Opening Night Preview: Kings-Warriors

Steve Kerr has five championship rings from his playing days, led a team to the conference finals as a general manager and called countless other games deep into the playoffs from his courtside seat for TNT.

The Golden State Warriors are banking on that success continuing in the one NBA role he's yet to fill.

Kerr makes his head coaching debut Wednesday night in Sacramento for a Warriors franchise that hasn't been beyond the second round in 40 years against a Kings team that would settle for simply slipping into the postseason.

Fifty-one wins and extending the third-seeded Los Angeles Clippers to seven games weren't enough for Mark Jackson to keep the job he'd held for three years, a span in which Golden State won more playoff games (nine) than it had over the previous two decades (six).
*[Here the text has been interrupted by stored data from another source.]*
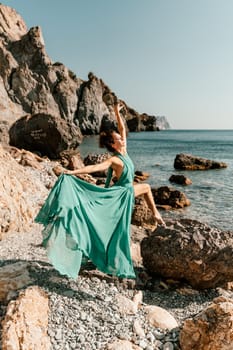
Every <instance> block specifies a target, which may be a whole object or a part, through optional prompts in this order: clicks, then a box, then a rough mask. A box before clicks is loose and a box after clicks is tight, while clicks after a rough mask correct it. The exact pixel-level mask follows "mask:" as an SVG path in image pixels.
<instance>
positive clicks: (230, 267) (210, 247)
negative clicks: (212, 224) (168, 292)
mask: <svg viewBox="0 0 233 350" xmlns="http://www.w3.org/2000/svg"><path fill="white" fill-rule="evenodd" d="M166 224H167V227H166V228H163V227H158V228H157V230H156V231H155V232H153V234H152V235H150V236H148V237H146V238H144V239H143V241H142V243H141V254H142V258H143V265H144V266H145V268H146V269H147V270H148V272H149V273H150V274H157V275H161V276H164V277H166V278H172V279H174V280H183V279H184V280H186V281H188V282H189V283H190V285H191V286H192V287H193V288H195V289H204V288H215V287H216V286H221V285H222V284H224V283H226V282H229V281H232V280H233V267H232V263H231V260H232V259H231V257H232V254H233V232H230V231H226V232H224V231H221V230H219V229H217V228H211V227H209V226H207V225H205V224H203V223H200V222H198V221H196V220H189V219H182V220H180V221H179V222H175V221H167V222H166Z"/></svg>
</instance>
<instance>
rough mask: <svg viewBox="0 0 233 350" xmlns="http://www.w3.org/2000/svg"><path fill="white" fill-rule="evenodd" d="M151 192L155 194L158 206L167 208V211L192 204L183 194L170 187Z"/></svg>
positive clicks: (156, 190) (163, 188) (155, 201)
mask: <svg viewBox="0 0 233 350" xmlns="http://www.w3.org/2000/svg"><path fill="white" fill-rule="evenodd" d="M151 191H152V193H153V197H154V201H155V203H156V205H159V206H160V207H165V208H166V209H169V208H172V209H179V208H184V207H186V206H189V205H190V204H191V203H190V200H189V199H188V198H187V197H186V195H185V194H184V193H183V192H181V191H178V190H175V189H173V188H170V187H168V186H162V187H159V188H152V189H151Z"/></svg>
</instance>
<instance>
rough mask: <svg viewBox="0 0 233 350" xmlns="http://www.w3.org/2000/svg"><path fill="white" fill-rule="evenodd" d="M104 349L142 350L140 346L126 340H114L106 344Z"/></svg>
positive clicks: (119, 349)
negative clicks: (113, 340)
mask: <svg viewBox="0 0 233 350" xmlns="http://www.w3.org/2000/svg"><path fill="white" fill-rule="evenodd" d="M105 350H142V348H140V347H139V346H137V345H135V344H133V343H131V342H130V341H128V340H115V341H114V342H113V343H111V344H108V345H107V346H106V347H105Z"/></svg>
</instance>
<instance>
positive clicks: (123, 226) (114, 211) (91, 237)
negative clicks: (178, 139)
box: [35, 153, 135, 278]
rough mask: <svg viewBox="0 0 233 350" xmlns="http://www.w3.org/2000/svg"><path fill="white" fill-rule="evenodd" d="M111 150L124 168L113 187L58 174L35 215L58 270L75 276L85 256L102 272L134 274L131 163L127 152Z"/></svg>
mask: <svg viewBox="0 0 233 350" xmlns="http://www.w3.org/2000/svg"><path fill="white" fill-rule="evenodd" d="M116 155H117V156H118V157H119V158H120V159H121V160H122V161H123V163H124V167H123V172H122V174H121V177H120V179H119V180H118V181H117V182H116V183H115V184H114V185H113V186H111V187H108V188H106V187H105V188H103V187H99V186H96V185H93V184H90V183H88V182H85V181H83V180H81V179H79V178H77V177H75V176H72V175H65V174H63V175H61V176H60V177H59V178H58V180H57V181H56V183H55V185H54V187H53V188H52V190H51V191H50V193H49V196H48V198H47V199H46V201H45V203H44V205H43V207H42V208H41V210H40V212H39V213H38V215H37V217H36V218H35V221H36V222H38V223H41V224H43V225H44V229H43V231H42V233H43V244H44V246H45V247H46V250H47V254H48V257H49V260H50V261H51V263H52V264H53V266H54V267H55V268H56V269H57V270H58V271H59V272H60V273H61V274H65V275H67V276H69V277H71V278H76V277H77V275H78V273H79V270H80V266H81V263H82V258H83V256H85V257H87V258H88V259H90V260H91V261H92V262H93V264H94V265H95V266H96V267H97V268H98V269H99V270H101V271H103V272H105V273H107V274H111V275H116V276H119V277H127V278H135V273H134V269H133V264H132V259H131V255H130V223H131V214H132V208H133V201H134V190H133V186H132V183H133V177H134V166H133V163H132V161H131V159H130V158H129V156H128V155H125V156H122V155H121V154H118V153H117V154H116ZM110 177H111V173H109V174H108V180H107V181H106V182H107V184H106V185H109V179H110Z"/></svg>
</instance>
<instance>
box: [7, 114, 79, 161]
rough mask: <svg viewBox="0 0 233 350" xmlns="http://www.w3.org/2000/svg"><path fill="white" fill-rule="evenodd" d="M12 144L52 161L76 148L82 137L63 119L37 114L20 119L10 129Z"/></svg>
mask: <svg viewBox="0 0 233 350" xmlns="http://www.w3.org/2000/svg"><path fill="white" fill-rule="evenodd" d="M9 135H10V144H11V145H12V146H15V147H18V148H24V149H27V150H30V151H33V152H37V153H39V154H41V155H43V156H44V155H46V156H48V157H50V158H52V159H56V158H59V156H60V153H61V152H62V151H64V150H66V149H68V148H76V147H77V146H78V145H79V144H80V143H81V139H82V136H81V134H80V133H79V130H78V129H75V128H73V127H72V125H69V124H68V123H66V122H65V121H64V120H63V119H61V118H56V117H55V116H52V115H47V114H42V113H41V114H36V115H33V116H30V115H28V116H25V117H22V118H20V119H18V120H17V121H16V122H15V123H14V124H13V125H12V126H11V128H10V131H9Z"/></svg>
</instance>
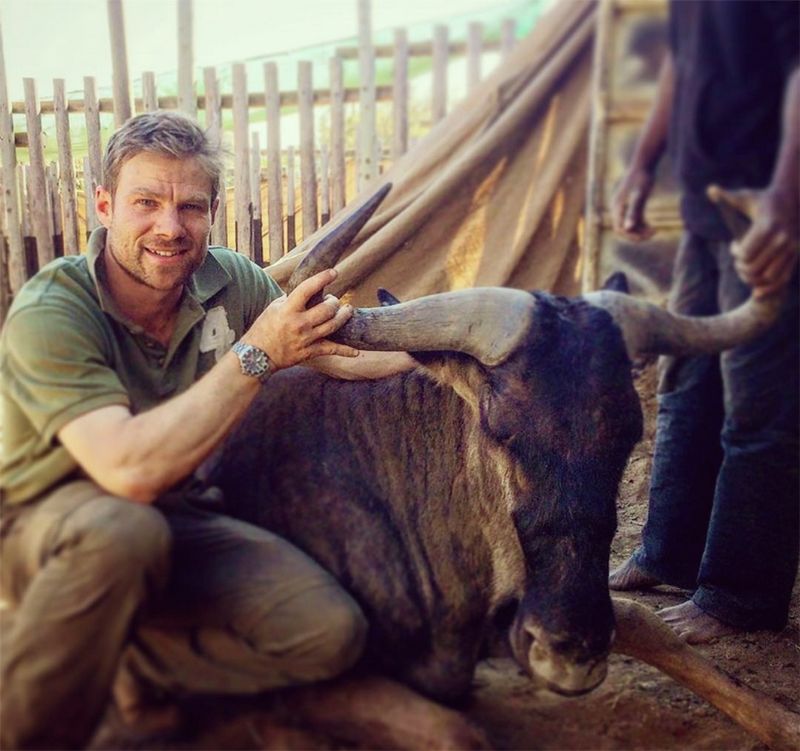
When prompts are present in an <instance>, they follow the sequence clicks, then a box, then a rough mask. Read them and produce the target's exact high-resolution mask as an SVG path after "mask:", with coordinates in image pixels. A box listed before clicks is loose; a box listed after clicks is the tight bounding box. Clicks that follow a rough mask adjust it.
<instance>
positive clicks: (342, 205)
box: [330, 57, 347, 215]
mask: <svg viewBox="0 0 800 751" xmlns="http://www.w3.org/2000/svg"><path fill="white" fill-rule="evenodd" d="M330 78H331V183H332V188H333V189H332V207H331V208H332V209H333V213H334V215H335V214H336V213H337V212H339V211H341V209H343V208H344V205H345V203H346V202H347V196H346V172H345V160H344V146H345V143H344V140H345V139H344V78H343V73H342V60H341V58H338V57H332V58H331V61H330Z"/></svg>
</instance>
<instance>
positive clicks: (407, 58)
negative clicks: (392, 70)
mask: <svg viewBox="0 0 800 751" xmlns="http://www.w3.org/2000/svg"><path fill="white" fill-rule="evenodd" d="M393 83H394V92H393V94H394V96H393V98H392V106H393V108H394V113H393V114H394V118H393V121H394V132H393V134H392V159H394V160H397V159H399V158H400V157H401V156H403V154H405V153H406V151H408V36H407V34H406V31H405V29H396V30H395V32H394V81H393Z"/></svg>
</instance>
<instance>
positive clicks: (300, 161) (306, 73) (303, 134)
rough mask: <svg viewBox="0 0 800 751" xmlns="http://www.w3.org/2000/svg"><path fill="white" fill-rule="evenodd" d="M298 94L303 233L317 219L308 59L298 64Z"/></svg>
mask: <svg viewBox="0 0 800 751" xmlns="http://www.w3.org/2000/svg"><path fill="white" fill-rule="evenodd" d="M297 82H298V88H297V96H298V100H299V102H300V196H301V201H302V206H303V237H304V238H305V237H308V236H309V235H311V234H312V233H313V232H314V231H316V229H317V227H318V226H319V222H318V220H317V170H316V164H315V161H314V87H313V84H312V80H311V63H310V62H308V61H306V60H303V61H301V62H300V63H298V66H297Z"/></svg>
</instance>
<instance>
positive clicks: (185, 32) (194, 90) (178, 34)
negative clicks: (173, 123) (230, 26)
mask: <svg viewBox="0 0 800 751" xmlns="http://www.w3.org/2000/svg"><path fill="white" fill-rule="evenodd" d="M192 34H193V25H192V0H178V109H179V110H181V111H182V112H185V113H186V114H187V115H191V116H192V117H196V116H197V94H196V92H195V88H194V46H193V36H192Z"/></svg>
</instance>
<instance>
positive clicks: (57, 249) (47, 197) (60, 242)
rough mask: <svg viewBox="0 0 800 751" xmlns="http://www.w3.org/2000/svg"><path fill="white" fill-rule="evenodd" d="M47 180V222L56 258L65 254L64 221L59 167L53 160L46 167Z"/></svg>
mask: <svg viewBox="0 0 800 751" xmlns="http://www.w3.org/2000/svg"><path fill="white" fill-rule="evenodd" d="M45 180H46V182H47V224H48V226H49V228H50V237H51V238H52V241H53V254H54V255H55V257H56V258H61V256H63V255H64V222H63V220H62V218H61V198H60V197H59V193H58V167H56V163H55V162H52V163H50V164H49V165H47V168H46V169H45Z"/></svg>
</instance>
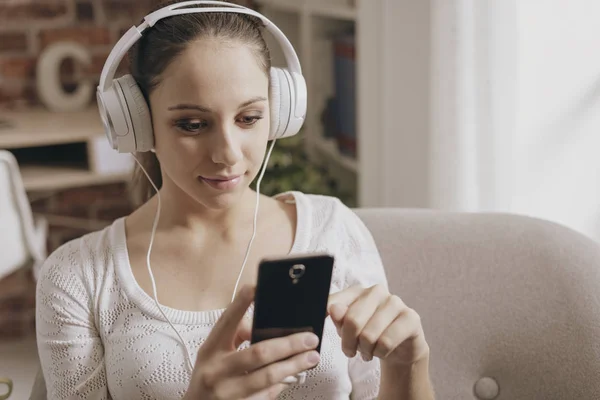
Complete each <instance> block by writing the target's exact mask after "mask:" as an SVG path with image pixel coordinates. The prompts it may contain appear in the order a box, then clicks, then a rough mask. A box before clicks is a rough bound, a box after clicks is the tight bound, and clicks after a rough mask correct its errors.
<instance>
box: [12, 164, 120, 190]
mask: <svg viewBox="0 0 600 400" xmlns="http://www.w3.org/2000/svg"><path fill="white" fill-rule="evenodd" d="M20 170H21V175H22V177H23V185H24V186H25V190H27V191H36V190H61V189H67V188H72V187H78V186H88V185H101V184H107V183H116V182H122V181H125V180H127V179H129V177H130V176H129V174H118V173H114V174H99V173H94V172H92V171H89V170H86V169H83V168H74V167H53V166H47V165H25V166H21V167H20Z"/></svg>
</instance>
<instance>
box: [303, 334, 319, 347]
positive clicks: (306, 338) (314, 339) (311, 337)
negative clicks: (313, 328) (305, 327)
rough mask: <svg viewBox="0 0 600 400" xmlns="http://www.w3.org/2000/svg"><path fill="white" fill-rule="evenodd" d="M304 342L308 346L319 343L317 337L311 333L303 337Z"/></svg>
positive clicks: (312, 345) (306, 345)
mask: <svg viewBox="0 0 600 400" xmlns="http://www.w3.org/2000/svg"><path fill="white" fill-rule="evenodd" d="M304 344H305V345H306V347H308V348H313V347H316V346H317V345H318V344H319V338H318V337H317V336H316V335H314V334H312V333H311V334H310V335H307V336H306V337H305V338H304Z"/></svg>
In steps Kerr, who won three titles with the mid-90s Bulls and two more in San Antonio. He had a reasonably successful three-year run as Phoenix's general manager in between stints as TNT's lead color analyst, but has never coached.

"These guys are already really good," Kerr said of the Warriors' core. "We're not trying to change everything. All we're trying to do is help them get even better. Basketball is all about how the pieces fit, and the pieces already fit pretty well here."

One big piece was missing from that playoff loss to the Clippers. Center Andrew Bogut suffered a fractured rib late in the regular season and didn't return.

Bogut is healthy heading into this season, though, and Kerr plans to use him as more than just his defensive anchor. He likely won't have power forward David Lee available for the opener since the two-time All-Star has a strained left hamstring. The offense in the preseason often funneled through Bogut at the top of the key or elbow, where he was able to kick it to a bevy of shooters.

Golden State's top eight players in terms of minutes played are back, and the Warriors signed Shaun Livingston to a three-year, $16 million deal after the former lottery pick thrived in Brooklyn last season.

Livingston has been ruled out as he continues to recover from a toe injury, but he should provide a solid third guard behind Stephen Curry and Klay Thompson - who finished first and second in 3-pointers made last season.

No one needs to remind Kings coach Michael Malone. Curry and Thompson went a combined 27 of 50 from 3-point range against Sacramento as the Warriors swept all four games.

"If you allow two of the best 3-point shooters in the NBA to shoot that high of a percentage, you have little to no chance of beating them," Malone told the team's official website.

Curry averaged 24.0 points, 8.5 assists, 4.3 rebounds and 1.6 assists in 2013-14, something only LeBron James and Gary Payton have done. The Warriors think so much of Thompson that they weren't willing to include him in a potential Kevin Love trade.

"We're all excited about taking advantage of the window we have as a team," Curry said. "Coaches change, but when you have a unit and a core that's sticking together, it's our job to take advantage of it, regardless of the situation. That's kind of our motivation. We've tasted a little bit of success in the playoffs the last two years, and we want more."

While the Warriors are hoping Kerr can lead them to at least their first conference finals appearance since 1974-75, the Kings haven't sniffed the playoffs since 2005-06.

They've won 28 games in each of the past two seasons and have the league's worst winning percentage over the past six, but a little certainty over the state of the franchise is providing some optimism. After the threat of a move to Seattle loomed large 17 months ago, Sacramento is clearing ground for a new downtown arena and appears stable under new owner Vivek Ranadive.

"Last year when the season started, I said it wasn't going to be about wins and losses," Ranadive said. "When I came here and we bought the team, there was dysfunction in the locker room, there wasn't mutual respect, the arena was literally falling apart, the roof was falling down. So we brought in a new team, we restored stability, we restored respect, we put in a strong culture.

"But this year, let's be clear: it is about wins and losses."

DeMarcus Cousins and Rudy Gay will be the focal points after teaming with Curry and Thompson to help the U.S. win gold in the FIBA World Cup, but while the Warriors have plenty beyond their two stars, the Kings' depth is a major question mark.

Gone is point guard Isaiah Thomas, who averaged 20.3 points last season but was dealt to Phoenix after receiving a seemingly reasonable four-year, $27 million offer sheet. In his place are Darren Collison and Ramon Sessions, whom Cousins lauded in the preseason for moving the ball more often and more efficiently than Thomas.

Sacramento also has a pair of young wings it hopes will provide some range to a team that shot 33.3 percent - 27th in the league - from long distance. The Kings took Michigan's Nik Stauskas with the eighth overall pick, one spot after they took Kansas' Ben McLemore a year earlier.

Gay suffered a jaw injury and McLemore received five stitches after a collision in Sacramento's preseason finale, but both are cleared to play Wednesday.